More than anything, The Will of the People is an historical narrative. Running from 1776 to 2005 (when William Rehnquist passed away, and the Roberts Court came into being), the book relates how presidents, states-righters, New Dealers, pro-choicers and pro-lifers, farmers and industrialists, and ordinary Americans, all responded to and challenged judicial authority. The book draws on literally thousands of sources to tell stories both familiar and unfamiliar about the vibrant contest between the popular will and judicial review. Among the familiar are: the early fight between Republicans and Federalists that led to the decision in Marbury v. Madision and the Chase impeachment, the aftermath of the disastrous Dred Scott decision, and the New Deal struggle over Franklin Roosevelt's Court-packing plan. But also covered in The Will of the People's pages are events less well-known or understood: the widespread defiance of the Supreme Court by state governments in the early 1800s, the collapse of Reconstruction, the struggle of the Grangers and the Populists with growing industrial power in the Gilded Age.
The questions the book ends with are ones that should concern us all: how accountable is the Court to public opinion? And do we want this sort of accountable Court? Framed against the Japanese internment and the decision in Korematsu, The Will of the People examines the capacity of the Court to stand up to an aroused public in defense of minority and constitutional rights. The Court has some autonomy, though surely not as much as is portrayed, largely because the American people believe in judicial review and judicial independence.

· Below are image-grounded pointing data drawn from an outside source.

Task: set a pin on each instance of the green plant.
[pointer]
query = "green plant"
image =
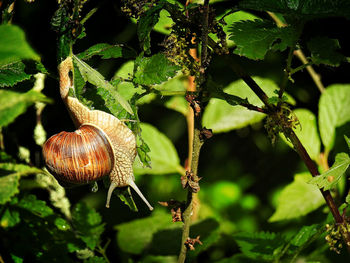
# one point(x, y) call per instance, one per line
point(190, 59)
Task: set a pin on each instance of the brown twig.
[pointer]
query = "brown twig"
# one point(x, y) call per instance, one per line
point(197, 141)
point(289, 133)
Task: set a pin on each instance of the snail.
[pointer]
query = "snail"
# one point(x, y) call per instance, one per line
point(101, 146)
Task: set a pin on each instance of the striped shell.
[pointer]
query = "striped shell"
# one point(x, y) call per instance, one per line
point(111, 153)
point(79, 157)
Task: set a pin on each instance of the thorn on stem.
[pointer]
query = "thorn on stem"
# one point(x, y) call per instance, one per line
point(176, 209)
point(192, 181)
point(190, 242)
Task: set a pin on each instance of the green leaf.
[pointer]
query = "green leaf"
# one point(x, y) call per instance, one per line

But The Will of the People explains that ultimately the fundamental importance of judicial review is in provoking a national dialogue about the meaning of the Constitution - because when the chips are down, constitutional liberty necessarily depends on the shared constitutional understandings of the American people.

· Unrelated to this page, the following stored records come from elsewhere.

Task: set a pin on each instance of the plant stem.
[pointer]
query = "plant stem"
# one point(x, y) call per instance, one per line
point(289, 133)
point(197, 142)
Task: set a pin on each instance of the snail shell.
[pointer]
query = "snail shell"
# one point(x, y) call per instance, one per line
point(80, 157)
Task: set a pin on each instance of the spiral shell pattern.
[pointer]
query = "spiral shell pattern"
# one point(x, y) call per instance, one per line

And what about the Supreme Court since 2005? The conclusion of The Will of the People talks about this too. It's common of late to note that the Roberts Court is more conservative than the other political branches, and likely the rest of the country. So, are we entering a stage in which the Court will deviate from the popular will? Perhaps. History suggests this is unlikely, however. But if the Court does indeed go its own way, inevitably it will be yanked into line by a superior force: the will of the people.